A Common Sense Approach To Saving Taxpayer Money

Welfare was meant to be a safety net–not a career choice. Unfortunately we have lost the war on poverty started by President Lyndon Johnson in the 1960’s. According to the social work degree center website, in the 1960’s, 22 percent of Americans lived below the poverty line. In 2014, 14.8 percent of Americans lived below the poverty line. In January 2016, The Daily Signal reported:

First, the War on Poverty has failed to achieve Johnson’s goal: to “strike at the causes, not just the consequences of poverty.” Since he declared “unconditional war,” poverty has thumbed its nose at its would-be conquerors.

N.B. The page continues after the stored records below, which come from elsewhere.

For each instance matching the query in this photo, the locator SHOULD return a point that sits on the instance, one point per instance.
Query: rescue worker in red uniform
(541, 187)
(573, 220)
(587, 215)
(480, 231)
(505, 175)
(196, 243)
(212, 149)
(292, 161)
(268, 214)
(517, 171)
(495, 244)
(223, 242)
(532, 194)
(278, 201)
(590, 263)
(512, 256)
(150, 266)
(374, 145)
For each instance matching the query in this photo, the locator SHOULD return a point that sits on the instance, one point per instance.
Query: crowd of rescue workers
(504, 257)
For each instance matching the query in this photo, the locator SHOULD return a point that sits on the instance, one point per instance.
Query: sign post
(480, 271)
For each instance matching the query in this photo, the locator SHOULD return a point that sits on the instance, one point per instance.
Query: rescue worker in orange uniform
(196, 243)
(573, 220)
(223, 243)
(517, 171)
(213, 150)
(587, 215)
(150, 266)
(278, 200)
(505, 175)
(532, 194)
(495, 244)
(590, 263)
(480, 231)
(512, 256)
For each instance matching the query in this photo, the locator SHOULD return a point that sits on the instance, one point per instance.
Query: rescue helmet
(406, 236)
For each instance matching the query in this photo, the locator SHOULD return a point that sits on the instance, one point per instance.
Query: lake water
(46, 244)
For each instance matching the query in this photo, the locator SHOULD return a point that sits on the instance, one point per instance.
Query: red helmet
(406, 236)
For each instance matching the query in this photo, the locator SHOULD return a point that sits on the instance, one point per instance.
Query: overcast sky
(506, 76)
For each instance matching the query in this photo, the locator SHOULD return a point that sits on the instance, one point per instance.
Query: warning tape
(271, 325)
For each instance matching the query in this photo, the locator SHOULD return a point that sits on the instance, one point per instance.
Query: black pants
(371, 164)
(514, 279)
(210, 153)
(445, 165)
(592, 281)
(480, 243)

The official poverty rate has hovered between ten and fifteen percent for 50 years. But that is only a part of the story. Since the 1960s, the institutions that contribute to self-sufficiency—namely, marriage and work—have declined. Today, more than 40 percent of children are born outside marriage; in 1964, only 7 percent were.

…Robert Rector, senior research fellow in domestic policy studies at the Heritage Foundation, writes that “taxpayers have spent $22 trillion on Johnson’s war. Adjusted for inflation, that’s three times the cost of all military wars since the American Revolution.” It’s time to change course. We need a new strategy against poverty.

The changes in our culture are part of the problem, but there is another increasing problem–people who come to this country to take advantage of our generous welfare system.

Breitbart posted an article today stating:

President Trump is set to save American taxpayers billions of dollars as his administration announces a new rule on Monday that will essentially ban welfare-dependent legal immigrants from permanently resettling in the United States.

A new regulation set to be published by the Trump administration will ensure that legal immigrants would be less likely to secure a permanent residency in the U.S. if they have used any forms of welfare in the past, including using subsidized healthcare services, food stamps, and public housing.

Below is a chart of current welfare expenditures:

I have no problem with having a safety net, but it seems that our priorities are out of order. The first group of people that we should be helping are our veterans. Too many of them come home and need help to get on their feet when they separate from the military. I would like to see that as our first priority in welfare spending.

The article at Breitbart concludes:

Currently, there is an estimated record high of 44.5 million foreign-born residents living in the U.S. This is nearly quadruple the immigrant population in 2000. The vast majority of those arriving in the country every year are low-skilled legal immigrants who compete against working and middle-class Americans for jobs.

If we don’t get a handle on immigration, we are going to bankrupt America.